Hace un gesto hacia la puerta, y Susan y Caleb se dirigen a ella, seguidos por mí. Tobias y su madre salen los últimos. Nos volvemos a abrir paso entre el laberinto de máquinas.

—No soy estúpida —dice en voz baja—. Sé que no quieres saber nada de mí…, aunque todavía no entiendo por qué… —añade, y Tobias resopla—. Pero volveré a extender mi invitación. Aquí nos vendría bien tu ayuda, y sé que compartes mi opinión sobre el sistema de facciones…

—Evelyn —la interrumpe Tobias—, elegí Osadía.

—Se puede volver a elegir.

—¿Qué te hace pensar que estoy interesado en pasar más tiempo cerca de ti? —le suelta, y oigo que se detiene, así que freno un poco para escuchar lo que responde ella.

—Que soy tu madre —dice, y casi se le rompe la voz, que resulta de una vulnerabilidad inusitada—. Que eres mi hijo.

—Está claro que no lo entiendes. No tienes ni la más remota idea de lo que me has hecho —responde Tobias, sin aliento—. No quiero unirme a tu pequeña pandilla de abandonados. Lo que quiero es salir de aquí lo antes posible.

—Mi pequeña pandilla de abandonados es dos veces mayor que Osadía —responde Evelyn—. Será mejor que te la tomes en serio, porque puede que sus acciones decidan el futuro de esta ciudad.

Tras decir lo cual, lo adelanta y me adelanta. Vuelvo a oír sus palabras en mi cabeza: «Dos veces mayor que Osadía». ¿Cuándo han crecido tanto?
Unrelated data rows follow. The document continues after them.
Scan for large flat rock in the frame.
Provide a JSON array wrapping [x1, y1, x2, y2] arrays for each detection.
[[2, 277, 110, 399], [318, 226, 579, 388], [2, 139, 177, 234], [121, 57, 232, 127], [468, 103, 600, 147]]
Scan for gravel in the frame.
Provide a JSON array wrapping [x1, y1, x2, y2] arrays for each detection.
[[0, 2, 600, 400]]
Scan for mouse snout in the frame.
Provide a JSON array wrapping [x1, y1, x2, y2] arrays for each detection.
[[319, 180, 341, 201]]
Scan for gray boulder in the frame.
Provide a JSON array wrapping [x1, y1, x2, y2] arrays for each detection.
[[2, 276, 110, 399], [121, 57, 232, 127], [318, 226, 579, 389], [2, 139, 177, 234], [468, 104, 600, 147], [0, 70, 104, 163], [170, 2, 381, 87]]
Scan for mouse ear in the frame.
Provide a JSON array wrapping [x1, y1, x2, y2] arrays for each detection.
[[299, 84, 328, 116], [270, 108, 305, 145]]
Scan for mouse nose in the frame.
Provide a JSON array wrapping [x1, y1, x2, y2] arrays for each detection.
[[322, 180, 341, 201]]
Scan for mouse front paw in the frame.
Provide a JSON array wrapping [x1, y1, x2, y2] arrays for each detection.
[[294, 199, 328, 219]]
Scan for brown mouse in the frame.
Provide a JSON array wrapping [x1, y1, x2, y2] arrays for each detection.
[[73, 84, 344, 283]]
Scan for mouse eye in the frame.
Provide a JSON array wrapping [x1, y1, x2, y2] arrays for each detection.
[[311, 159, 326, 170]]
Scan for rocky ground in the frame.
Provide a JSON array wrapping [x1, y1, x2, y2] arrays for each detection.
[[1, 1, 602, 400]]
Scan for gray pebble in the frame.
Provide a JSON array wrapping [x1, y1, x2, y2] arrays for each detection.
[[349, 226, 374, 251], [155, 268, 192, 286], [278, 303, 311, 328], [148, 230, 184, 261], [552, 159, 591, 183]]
Tobias me mira con las cejas gachas.

—¿Desde cuándo lo sabes? —le pregunto.

—Desde hace un año —responde, dejándose caer sobre la pared mientras cierra los ojos—. Me envió un mensaje en código a Osadía en el que me decía que me reuniera con ella en la estación de clasificación de los trenes. Lo hice porque sentí curiosidad, y allí estaba ella, viva. No fue un reencuentro feliz, como ya te habrás imaginado.

—¿Por qué se fue de Abnegación?

—Tenía un amante —responde, sacudiendo la cabeza—. Y no me extraña, porque mi padre… —empieza, y vuelve a sacudir la cabeza—. Bueno, digamos que Marcus no era más amable con ella que conmigo.

—¿Por eso… estás tan enfadado con ella? ¿Porque no le fue fiel?

—No —responde con demasiada contundencia, abriendo los ojos—. No, no es por eso.

Me acerco a él como quien se acerca a un animal salvaje, pisando con mucha precaución el suelo de cemento.

—Entonces, ¿por qué es?

—Tenía que dejar a mi padre, lo entiendo. Pero ¿es que ni siquiera pensó en llevarme con ella?

—Ah —respondo, apretando los labios—. Porque te dejó con él.

Lo dejó en su peor pesadilla, con razón la odia.

—Sí, eso fue lo que hizo —concluye, dándole una patada al suelo.

Busco sus dedos con la mano, y él los introduce en los huecos entre los míos. Sé que ya son suficientes preguntas, por ahora, así que dejo que se alargue el silencio entre nosotros hasta que él decide romperlo.

—Me da la impresión de que es mejor tener a los abandonados de amigos que de enemigos.

—Puede, pero ¿cuál será el coste de esa amistad? —pregunto.

—No lo sé, aunque quizá no tengamos alternativa.